A total of 30 food and drink associations have warned that consumers in the UK will face higher food prices unless the country ensures EU citizens can work in Britain after Brexit.
The food manufacturing sector has a large number of workers from the EU – they account for almost one third of the sector’s total labour force.
According to a letter published in The Guardian, workers from the EU play a vital role in the supply chain and some of them are already beginning to leave the UK.
The letter said: “At a time when household incomes are under increasing pressure, shop prices for food have been kept in check for more than three years and, if that is to continue, the government must ensure the place of food and drink both in our new industrial strategy and at the heart of the Brexit negotiations.
“Workers from the EU, some of whom are already leaving the UK, play a significant role in delivering affordable and high-quality food and drink.

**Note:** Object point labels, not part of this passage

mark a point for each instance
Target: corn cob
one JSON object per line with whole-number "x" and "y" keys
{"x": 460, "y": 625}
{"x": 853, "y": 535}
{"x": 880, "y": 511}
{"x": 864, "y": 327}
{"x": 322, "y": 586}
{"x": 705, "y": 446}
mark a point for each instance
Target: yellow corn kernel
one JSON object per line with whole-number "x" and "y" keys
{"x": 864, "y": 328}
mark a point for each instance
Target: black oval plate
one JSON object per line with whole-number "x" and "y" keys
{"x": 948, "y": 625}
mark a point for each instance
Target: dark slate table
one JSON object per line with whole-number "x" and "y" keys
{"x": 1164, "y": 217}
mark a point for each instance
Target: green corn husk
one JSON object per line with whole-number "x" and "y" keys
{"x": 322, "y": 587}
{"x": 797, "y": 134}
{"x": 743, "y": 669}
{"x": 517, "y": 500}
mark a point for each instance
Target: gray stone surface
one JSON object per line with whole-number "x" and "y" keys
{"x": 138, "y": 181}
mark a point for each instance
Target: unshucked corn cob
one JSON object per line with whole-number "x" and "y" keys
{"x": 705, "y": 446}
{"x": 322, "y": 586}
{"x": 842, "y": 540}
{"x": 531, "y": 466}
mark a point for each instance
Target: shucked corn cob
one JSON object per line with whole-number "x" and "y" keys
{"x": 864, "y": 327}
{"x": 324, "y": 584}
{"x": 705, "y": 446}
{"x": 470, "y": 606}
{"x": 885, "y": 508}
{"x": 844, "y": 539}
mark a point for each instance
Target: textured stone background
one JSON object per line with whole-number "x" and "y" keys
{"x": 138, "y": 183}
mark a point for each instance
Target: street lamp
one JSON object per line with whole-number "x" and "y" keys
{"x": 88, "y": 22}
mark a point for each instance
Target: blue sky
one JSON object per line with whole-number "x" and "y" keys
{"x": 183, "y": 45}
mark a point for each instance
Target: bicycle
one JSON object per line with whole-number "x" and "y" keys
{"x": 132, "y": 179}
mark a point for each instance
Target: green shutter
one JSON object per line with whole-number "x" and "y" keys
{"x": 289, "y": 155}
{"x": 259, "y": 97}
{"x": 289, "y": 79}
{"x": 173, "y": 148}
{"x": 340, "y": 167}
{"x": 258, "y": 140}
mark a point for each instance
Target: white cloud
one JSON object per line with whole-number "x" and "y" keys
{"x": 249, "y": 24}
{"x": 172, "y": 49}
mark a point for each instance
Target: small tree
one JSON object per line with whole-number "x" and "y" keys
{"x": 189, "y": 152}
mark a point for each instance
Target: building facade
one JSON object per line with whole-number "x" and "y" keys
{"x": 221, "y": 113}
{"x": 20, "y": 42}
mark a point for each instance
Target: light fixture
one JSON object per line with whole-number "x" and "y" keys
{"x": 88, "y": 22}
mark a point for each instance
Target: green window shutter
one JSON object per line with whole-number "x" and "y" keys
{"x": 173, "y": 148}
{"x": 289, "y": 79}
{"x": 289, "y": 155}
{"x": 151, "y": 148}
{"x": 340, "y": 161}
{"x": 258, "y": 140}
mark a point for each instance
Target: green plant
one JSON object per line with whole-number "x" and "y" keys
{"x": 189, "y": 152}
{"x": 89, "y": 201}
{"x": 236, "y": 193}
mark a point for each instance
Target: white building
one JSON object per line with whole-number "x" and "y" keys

“If we adopt a work-permit system to control immigration, then the whole of our supply chain must receive equal treatment with financial services or the automotive sectors.
“All options should be explored, including a workable points-based system for shortage occupations, sector-based and seasonal/guest worker schemes and effective transitionary arrangements. If it is not, the UK will face less food choice and higher food prices.”
A guest worker is somebody who works for a limited period in another country.
The open letter was signed by 30 food and drink industry bodies, including the Food and Drink Federation,the British Retail Consortium and the National Farmers Union.
“The government can address this issue directly. It should offer unambiguous reassurance to EU workers throughout our supply chain about their right to remain here,” the letter added.
Just recently the former head of Sainsbury’s, Justin King, said that prices at supermarket are expected to increase by 5% over the next year because of the falling value of the pound, while Tesco similarly told its customers to expect higher prices as the country negotiates leaving the EU.